The heat was cooling.

Not quickly. Not dramatically. But noticeably.

The glow beneath her skin, those molten veins that had looked like her blood was trying to escape, began to dim. The translucent quality faded. Color returned to her face... not healthy color yet, but less deathly, less like watching someone burn from the inside out.

Soren stood towering over her now, one hand coming to rest on her face, thumb brushing her cheekbone.

The water didn’t react to her now. Didn’t surge or startle or respond. It simply continued its work, wrapping around Eris’s arms, her torso, her legs, cooling her degree by degree with infinite patience.

He watched the steam rise between his fingers and the water’s touch, watched two kinds of cold compete for the privilege of saving her, and whispered words he’d never said to anyone:

"She’s breathtaking, isn’t she?"

Not a question. Not really.

Just truth spoken into the sacred space between gods and mortals, between life and death, between the moment before loss and the possibility of salvation.

The water pulsed.

Agreement.

Yes, this one was breathtaking. This one was worth saving. This one was precious in ways that transcended mortal understanding and touched something divine.

The temperature kept dropping.

From scalding... the kind of heat that would blister skin on contact... down to merely hot, the temperature of fever, of sickness, of something survivable if barely.

Then to warm.

Just warm. Body temperature. The heat of living flesh, of blood flowing, of a heart that beat and lungs that breathed and a soul that hadn’t given up yet.

And finally... finally...

To something that felt almost normal.

Still warmer than most. Still carrying that hint of fire that would probably never fully leave her. But survivable. Livable.

Not dying.

Soren’s heart nearly gave out.

He’d been holding tension for so long... hours, days, lifetimes... that when it finally released, when he finally let himself believe she might actually survive, his body tried to collapse under the weight of relief.

But he stayed standing.

One hand on her face, the other intertwined with her hand, watching as the water continued its gentle ministrations, as it cooled and soothed and healed in ways no mortal medicine could match.

The glow from the pool had settled to something softer now. Less urgent. The crisis had passed.

She was stable.

She was alive.

Soren closed his eyes and let out a breath that might have been a prayer or a curse or just the sound of a man remembering how to breathe after drowning.
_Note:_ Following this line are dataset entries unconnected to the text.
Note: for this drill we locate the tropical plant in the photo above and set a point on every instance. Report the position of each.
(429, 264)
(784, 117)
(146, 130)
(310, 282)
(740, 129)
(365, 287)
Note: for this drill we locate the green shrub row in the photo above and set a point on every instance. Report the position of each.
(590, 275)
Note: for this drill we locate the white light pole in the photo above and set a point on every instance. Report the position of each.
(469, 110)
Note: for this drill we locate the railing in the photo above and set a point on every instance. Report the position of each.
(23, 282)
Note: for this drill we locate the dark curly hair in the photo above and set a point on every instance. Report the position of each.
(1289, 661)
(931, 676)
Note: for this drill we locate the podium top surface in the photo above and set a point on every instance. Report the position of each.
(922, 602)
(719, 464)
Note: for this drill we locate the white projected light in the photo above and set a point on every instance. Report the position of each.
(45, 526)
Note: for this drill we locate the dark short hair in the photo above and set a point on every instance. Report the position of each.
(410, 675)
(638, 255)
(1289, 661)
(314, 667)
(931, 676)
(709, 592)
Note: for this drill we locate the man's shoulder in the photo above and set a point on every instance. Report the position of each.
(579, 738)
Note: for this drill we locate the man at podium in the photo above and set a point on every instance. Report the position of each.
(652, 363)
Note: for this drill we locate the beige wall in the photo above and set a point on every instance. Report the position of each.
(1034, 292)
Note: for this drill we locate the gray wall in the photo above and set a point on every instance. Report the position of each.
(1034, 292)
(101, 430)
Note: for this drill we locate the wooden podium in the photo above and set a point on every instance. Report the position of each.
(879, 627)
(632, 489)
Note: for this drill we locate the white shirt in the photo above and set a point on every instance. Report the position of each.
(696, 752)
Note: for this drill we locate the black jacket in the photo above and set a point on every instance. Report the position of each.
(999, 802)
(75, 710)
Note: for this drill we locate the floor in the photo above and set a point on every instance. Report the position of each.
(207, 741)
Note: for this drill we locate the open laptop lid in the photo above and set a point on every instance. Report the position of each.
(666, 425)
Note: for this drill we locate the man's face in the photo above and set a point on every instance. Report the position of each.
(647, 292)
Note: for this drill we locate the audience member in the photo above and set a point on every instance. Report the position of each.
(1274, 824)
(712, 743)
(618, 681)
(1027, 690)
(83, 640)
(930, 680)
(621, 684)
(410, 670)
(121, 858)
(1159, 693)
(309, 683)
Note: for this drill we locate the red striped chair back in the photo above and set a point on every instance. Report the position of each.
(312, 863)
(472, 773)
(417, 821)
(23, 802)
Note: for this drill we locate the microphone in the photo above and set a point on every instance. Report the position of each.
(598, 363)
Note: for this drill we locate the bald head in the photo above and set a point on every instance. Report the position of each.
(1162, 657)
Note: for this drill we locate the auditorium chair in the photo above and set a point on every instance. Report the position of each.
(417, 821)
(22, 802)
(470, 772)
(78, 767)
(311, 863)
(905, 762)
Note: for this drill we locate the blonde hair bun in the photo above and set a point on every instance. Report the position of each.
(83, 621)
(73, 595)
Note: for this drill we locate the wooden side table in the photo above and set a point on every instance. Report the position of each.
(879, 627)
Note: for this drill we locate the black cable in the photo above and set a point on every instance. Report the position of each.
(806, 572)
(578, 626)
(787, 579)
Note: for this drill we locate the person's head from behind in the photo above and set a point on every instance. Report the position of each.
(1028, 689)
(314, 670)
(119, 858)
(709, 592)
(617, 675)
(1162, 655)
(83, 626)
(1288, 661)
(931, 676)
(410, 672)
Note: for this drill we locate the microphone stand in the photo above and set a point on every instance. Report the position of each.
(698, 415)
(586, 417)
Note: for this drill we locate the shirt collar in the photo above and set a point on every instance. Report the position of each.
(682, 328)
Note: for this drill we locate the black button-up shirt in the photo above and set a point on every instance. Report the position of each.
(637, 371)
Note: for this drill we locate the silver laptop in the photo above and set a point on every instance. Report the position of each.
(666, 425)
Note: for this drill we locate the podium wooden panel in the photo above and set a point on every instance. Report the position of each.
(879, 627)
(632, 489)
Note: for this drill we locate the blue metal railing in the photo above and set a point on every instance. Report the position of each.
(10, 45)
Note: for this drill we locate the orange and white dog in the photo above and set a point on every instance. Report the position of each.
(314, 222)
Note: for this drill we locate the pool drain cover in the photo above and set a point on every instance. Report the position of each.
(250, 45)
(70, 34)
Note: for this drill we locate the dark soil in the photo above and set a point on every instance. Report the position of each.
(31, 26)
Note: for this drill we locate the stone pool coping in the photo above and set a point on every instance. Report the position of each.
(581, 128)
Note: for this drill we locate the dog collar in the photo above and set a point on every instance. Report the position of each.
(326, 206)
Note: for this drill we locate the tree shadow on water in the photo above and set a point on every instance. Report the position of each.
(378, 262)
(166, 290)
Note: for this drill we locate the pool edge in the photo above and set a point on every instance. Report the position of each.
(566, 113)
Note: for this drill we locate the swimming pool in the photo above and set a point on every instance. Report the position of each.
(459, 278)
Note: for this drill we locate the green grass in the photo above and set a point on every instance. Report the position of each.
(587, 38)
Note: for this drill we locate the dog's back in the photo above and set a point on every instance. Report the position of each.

The water pulsed once more.

You’re welcome, child. Now rest. She’ll wake when she’s ready.

And Soren, who hadn’t slept in days, who’d fought gods and serpents and his own terror, finally let exhaustion claim him.

He sank down into the shallows, the water lapping softly around him as the last of his strength bled away. For a moment, he just sat there, breathing, staring at her... then instinct took over. He moved closer, pulling her gently into his arms, careful not to disturb the stillness the water had granted her.

Her body was warm now, alive warm, not burning and he gathered her against his chest, cradling her as if by holding her he could anchor her back to the world. Her head found the hollow beneath his jaw, her damp hair clinging to his skin, her breath a faint whisper against his throat.

He curved himself around her, one arm around her shoulders, the other across her waist, drawing her close until not even the river’s glow could slip between them. The water embraced them both, quiet and reverent, as if recognizing something sacred in the way he held her, gentle, trembling, utterly unwilling to let go.

And for the first time since leaving that temple, allowed himself to believe they might actually be okay.

The cave sang Its crystalline lullaby.

The water glowed its soft blue-white.

And two souls... one of fire, one of ice... rested in the space between gods and mortals, protected by love that transcended death and cold that refused to let go.